I think an academic poem is just a poem that requires additional knowledge. Consider the difference between “Frederick Douglas” by Robert Hayden and “Those Winter Sundays “by Robert Hayden. The “Frederick Douglas” poem is about a historical figure, it has all sorts of allusions and references—it’s an academic poem in my mind because it assumes a bit of knowledge about things outside the poem. But “Those Winter Sundays” to me is not an academic poem. It’s a poem about a child and his parent—you need not bring any additional information to the poem to grasp it. Of course this definition makes any poet who references pop culture a kind of academic poet.

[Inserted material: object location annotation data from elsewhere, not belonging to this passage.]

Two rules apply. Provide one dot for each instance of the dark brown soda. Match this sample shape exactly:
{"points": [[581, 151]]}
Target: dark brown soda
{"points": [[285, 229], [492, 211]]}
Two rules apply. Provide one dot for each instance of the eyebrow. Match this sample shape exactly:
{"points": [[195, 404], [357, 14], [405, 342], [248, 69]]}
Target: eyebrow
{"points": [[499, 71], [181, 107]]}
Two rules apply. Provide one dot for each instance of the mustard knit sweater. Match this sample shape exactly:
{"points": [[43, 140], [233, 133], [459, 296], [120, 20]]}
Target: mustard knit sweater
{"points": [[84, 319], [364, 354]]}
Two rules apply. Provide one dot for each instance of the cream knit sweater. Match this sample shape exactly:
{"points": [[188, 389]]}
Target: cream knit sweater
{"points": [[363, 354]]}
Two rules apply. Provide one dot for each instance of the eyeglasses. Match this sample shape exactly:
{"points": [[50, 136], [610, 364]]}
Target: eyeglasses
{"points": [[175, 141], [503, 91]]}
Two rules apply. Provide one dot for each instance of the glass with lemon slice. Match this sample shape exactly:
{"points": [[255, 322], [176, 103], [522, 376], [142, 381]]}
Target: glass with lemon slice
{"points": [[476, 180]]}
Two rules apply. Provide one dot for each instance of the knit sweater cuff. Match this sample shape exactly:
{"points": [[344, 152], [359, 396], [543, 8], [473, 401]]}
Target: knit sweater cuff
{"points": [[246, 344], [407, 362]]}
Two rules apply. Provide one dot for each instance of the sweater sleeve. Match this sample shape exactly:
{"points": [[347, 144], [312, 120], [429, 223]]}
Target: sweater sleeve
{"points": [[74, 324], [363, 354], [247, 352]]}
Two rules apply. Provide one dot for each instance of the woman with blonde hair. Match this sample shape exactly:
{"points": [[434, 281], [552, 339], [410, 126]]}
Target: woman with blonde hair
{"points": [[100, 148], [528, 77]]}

Frank O’Hara, Allen Ginsberg, Amiri Baraka. They would be academic poets for the student with no knowledge of the Beats or the Black Arts Movement—of the Fifties or Sixties. With that definition I have less hang-ups about what it means to write an academic poem—the academic attitude is something else— but it’s the poems I’m talking specifically about. I would not consider Robert Frost an academic poet, for example, but he’s loved by academics— an academic attitude—which insists the poem needs a critic as its translator or custodian—that kind of attitude sours poetry.

What do you generally write about now?
Still music, culture, maybe identity still would be right up in the mix—Identity as a subject remains of interest to me. It’s what we are. I don’t consider it a small or simple thing to pursue. Bad poems about Identity are bad poems to begin with. I like to think my poems move between highly lyrical and highly narrative modes. In some ways writing a poem which is not about explicit experience gives me the courage to write about explicit experience. Recurring images, refrains—that’s okay, but I don’t want to be redundant. The work that I’m writing now sort of hits on a range of subjects, a range of forms, and I prefer that. I’m not sure it’s possible to write beyond one’s own experience, but I don’t mind trying. I don’t mind fooling myself.

Lastly, I have a question that is not related to poetry and is actually quite silly, but may be used as a quirky fact/knowledge about you in our presentation: (feel free to answer none or all of these three)
What was the last dream you had? (Not goal dream but sleep dream)

I rarely remember my dreams, but I often wake up singing or humming something.

What is your favorite food? WE really want to know this one!

Easy: Almost any concoction of apple pie.

If you could be any tree, what would you be and why?

I’m trying to think of something clever here? I like the word magnolia. I like the smell of pinewood. I like the flowers of dogwoods. I’d be an apple tree.